Au Japon, pisser est un jeu vidéo
J’ai longtemps pensé aux solutions à imaginer pour m’éviter de nettoyer systématiquement la cuvette des chiottes après le passage de mes fils. Je suis même allée jusqu’à leur peindre un message d’alerte sur la lunette les menaçant de passer sous les fourches caudines s’ils persistaient à m’arroser les murs, le sol voire le plafond.
17 ans que ça dure. Trois garçons. Mes filles sont nettement plus propres.
Il aura fallu attendre l’idée lumineuse de Séga pour enfin se débarasser du Fléau, cette petite odeur romanesque qui embaume le couloir quand on ne passe pas l’éponge dans l’heure suivant le départ à l’école.
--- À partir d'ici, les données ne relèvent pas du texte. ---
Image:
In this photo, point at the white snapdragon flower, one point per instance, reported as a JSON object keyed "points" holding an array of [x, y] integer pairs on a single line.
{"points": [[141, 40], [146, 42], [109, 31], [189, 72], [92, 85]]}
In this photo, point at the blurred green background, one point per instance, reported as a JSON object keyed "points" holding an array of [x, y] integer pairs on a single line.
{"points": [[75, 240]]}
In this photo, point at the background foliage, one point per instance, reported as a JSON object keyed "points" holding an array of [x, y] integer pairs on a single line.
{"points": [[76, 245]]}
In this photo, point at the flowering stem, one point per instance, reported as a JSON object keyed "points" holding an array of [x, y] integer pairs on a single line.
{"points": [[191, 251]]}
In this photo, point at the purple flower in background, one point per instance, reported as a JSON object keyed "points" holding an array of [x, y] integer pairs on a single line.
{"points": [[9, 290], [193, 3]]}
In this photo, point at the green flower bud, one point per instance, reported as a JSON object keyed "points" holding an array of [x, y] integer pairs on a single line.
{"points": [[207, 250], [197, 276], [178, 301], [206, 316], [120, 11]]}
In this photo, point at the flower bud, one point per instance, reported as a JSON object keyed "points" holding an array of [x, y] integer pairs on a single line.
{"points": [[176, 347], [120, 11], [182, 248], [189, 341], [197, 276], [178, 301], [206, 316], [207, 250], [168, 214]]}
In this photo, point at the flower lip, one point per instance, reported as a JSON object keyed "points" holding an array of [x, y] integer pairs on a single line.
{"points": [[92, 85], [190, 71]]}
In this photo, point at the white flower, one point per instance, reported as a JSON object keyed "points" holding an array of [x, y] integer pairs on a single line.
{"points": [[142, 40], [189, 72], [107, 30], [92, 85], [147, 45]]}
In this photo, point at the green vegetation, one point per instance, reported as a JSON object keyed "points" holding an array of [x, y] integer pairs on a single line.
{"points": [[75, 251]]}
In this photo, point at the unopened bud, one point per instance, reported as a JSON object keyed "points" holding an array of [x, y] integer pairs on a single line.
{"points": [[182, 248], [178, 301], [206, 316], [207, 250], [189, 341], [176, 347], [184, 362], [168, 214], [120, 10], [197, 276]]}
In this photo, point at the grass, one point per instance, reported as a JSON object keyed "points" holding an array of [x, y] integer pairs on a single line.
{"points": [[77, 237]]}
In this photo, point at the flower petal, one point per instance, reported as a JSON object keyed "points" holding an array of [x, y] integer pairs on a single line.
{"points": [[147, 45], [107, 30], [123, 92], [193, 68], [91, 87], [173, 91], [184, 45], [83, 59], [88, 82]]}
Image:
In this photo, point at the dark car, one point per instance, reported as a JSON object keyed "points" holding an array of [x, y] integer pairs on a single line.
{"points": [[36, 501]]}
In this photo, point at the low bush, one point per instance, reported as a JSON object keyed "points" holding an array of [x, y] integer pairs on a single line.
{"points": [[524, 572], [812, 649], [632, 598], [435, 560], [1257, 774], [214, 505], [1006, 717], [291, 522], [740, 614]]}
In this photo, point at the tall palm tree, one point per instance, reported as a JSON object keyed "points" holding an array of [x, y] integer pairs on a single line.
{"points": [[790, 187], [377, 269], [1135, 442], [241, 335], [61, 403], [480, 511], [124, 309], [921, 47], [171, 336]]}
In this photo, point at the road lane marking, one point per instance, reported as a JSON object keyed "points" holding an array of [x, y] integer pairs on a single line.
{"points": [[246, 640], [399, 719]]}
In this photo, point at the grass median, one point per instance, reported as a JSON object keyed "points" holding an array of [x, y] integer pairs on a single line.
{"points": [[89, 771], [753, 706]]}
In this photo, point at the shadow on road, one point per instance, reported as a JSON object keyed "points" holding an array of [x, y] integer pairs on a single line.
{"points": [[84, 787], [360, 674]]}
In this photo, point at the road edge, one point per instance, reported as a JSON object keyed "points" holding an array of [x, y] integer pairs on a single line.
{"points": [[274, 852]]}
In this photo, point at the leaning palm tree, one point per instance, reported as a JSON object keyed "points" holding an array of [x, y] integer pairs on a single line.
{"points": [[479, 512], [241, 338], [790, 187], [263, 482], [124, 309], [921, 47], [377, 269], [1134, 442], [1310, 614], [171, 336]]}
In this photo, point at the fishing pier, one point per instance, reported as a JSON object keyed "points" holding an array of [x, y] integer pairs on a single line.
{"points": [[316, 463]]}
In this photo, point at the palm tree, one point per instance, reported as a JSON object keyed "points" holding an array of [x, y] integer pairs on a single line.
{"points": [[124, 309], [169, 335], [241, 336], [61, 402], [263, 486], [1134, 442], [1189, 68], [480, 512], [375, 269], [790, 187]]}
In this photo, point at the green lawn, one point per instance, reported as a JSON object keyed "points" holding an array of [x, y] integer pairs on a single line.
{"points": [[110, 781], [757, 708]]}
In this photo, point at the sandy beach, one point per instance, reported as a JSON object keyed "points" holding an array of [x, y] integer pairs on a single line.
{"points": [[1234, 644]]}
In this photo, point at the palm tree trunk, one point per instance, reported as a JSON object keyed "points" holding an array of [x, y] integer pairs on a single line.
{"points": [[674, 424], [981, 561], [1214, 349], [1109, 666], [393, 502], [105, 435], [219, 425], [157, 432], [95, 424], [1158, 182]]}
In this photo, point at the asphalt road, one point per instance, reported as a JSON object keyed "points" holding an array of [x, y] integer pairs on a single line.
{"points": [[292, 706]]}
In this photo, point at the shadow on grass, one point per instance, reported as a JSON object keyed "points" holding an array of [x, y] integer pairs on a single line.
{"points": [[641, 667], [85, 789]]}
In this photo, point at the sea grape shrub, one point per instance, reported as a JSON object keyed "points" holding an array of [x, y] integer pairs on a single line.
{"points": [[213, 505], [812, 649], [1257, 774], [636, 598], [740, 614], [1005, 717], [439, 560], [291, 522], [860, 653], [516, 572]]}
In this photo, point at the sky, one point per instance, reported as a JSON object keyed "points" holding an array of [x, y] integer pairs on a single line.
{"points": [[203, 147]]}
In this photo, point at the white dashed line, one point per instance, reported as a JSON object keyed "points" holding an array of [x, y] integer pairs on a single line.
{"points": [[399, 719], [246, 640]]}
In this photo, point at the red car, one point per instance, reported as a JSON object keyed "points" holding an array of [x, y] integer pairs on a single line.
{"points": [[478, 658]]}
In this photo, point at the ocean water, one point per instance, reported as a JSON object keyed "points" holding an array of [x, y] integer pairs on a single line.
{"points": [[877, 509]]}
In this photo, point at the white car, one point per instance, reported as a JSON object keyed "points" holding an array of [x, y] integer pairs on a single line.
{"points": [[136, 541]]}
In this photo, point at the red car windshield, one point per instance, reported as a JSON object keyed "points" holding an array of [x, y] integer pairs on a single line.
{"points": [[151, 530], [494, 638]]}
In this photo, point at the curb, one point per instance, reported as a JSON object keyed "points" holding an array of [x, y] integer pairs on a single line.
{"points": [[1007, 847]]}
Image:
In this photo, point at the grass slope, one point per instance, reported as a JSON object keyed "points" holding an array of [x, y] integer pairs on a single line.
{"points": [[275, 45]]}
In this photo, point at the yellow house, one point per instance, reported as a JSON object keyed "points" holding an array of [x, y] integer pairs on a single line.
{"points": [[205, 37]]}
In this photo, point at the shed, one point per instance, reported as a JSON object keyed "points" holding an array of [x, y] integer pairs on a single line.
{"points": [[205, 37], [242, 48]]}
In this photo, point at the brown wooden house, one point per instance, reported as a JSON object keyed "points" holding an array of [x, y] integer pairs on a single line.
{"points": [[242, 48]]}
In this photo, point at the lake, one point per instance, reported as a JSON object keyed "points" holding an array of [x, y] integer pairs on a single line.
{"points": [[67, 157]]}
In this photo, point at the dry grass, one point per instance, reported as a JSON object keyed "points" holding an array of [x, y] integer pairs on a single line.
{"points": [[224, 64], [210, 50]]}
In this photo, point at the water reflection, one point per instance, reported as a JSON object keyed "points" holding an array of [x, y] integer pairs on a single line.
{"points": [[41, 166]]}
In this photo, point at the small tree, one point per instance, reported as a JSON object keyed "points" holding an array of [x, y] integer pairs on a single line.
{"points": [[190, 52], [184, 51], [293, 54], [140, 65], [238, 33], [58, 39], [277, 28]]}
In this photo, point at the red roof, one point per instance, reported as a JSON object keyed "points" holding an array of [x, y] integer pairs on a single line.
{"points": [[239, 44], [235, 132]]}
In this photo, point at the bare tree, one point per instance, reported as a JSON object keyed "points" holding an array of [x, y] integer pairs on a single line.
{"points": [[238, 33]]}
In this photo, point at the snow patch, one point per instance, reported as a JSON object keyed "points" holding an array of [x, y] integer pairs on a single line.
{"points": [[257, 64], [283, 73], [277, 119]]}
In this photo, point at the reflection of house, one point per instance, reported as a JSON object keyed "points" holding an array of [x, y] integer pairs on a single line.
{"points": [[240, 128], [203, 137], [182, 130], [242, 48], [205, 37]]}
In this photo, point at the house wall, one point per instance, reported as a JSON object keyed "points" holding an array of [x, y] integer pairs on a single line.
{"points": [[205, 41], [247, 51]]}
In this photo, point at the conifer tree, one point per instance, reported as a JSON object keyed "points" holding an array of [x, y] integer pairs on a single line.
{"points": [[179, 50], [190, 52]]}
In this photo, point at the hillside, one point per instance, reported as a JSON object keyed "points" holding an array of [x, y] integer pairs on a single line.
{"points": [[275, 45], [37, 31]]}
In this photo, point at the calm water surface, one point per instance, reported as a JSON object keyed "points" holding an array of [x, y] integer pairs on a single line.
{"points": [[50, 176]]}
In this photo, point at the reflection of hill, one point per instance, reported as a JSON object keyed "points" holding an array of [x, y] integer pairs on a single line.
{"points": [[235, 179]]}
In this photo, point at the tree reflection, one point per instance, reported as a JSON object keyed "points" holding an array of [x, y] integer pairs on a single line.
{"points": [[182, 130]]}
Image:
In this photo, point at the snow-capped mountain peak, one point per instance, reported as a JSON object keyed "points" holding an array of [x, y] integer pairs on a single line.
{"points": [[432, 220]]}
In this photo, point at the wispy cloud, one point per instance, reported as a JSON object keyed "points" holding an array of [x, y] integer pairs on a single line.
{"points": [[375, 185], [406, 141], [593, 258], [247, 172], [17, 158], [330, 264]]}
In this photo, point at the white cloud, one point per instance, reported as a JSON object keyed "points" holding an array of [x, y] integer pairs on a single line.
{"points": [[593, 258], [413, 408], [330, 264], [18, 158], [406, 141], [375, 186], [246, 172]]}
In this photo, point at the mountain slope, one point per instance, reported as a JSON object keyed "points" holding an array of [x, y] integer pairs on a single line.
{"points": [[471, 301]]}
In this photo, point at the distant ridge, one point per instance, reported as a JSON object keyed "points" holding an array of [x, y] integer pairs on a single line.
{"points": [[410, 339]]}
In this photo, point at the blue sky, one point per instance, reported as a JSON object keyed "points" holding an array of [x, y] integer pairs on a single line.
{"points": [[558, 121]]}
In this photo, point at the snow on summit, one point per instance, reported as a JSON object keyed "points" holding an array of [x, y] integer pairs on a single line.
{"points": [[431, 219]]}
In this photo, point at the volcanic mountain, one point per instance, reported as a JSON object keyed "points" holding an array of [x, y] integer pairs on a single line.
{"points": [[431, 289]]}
Oui. Dieu Séga, je me prosterne devant vous.
L’entreprise teste actuellement dans les bars des «toylets». Des urinoirs cernés de capteurs et d’écrans.
But du jeu: viser la cuvette, pisser le plus fort, et le plus précisément possible.
Ce qui, vous en conviendrez, devient beaucoup plus compliqué au bout de quinze bières, aussi japonisantes soient-elles.
Mais le plus beau dans l’histoire, c’est qu’il existe une version «duel» grâce à laquelle on peut se mesurer avec son voisin de pipiroom.
C’est extra. Tout simplement fabuleux. Le top d’une société qui transforme l’être en une chose ridicule, risible et ubuesque.
Du coup, j'ose, je demande à Séga: A quand un simulateur de jouissance avec une version «duel» pour voir si le voisin tire mieux, et plus longtemps que mon mari?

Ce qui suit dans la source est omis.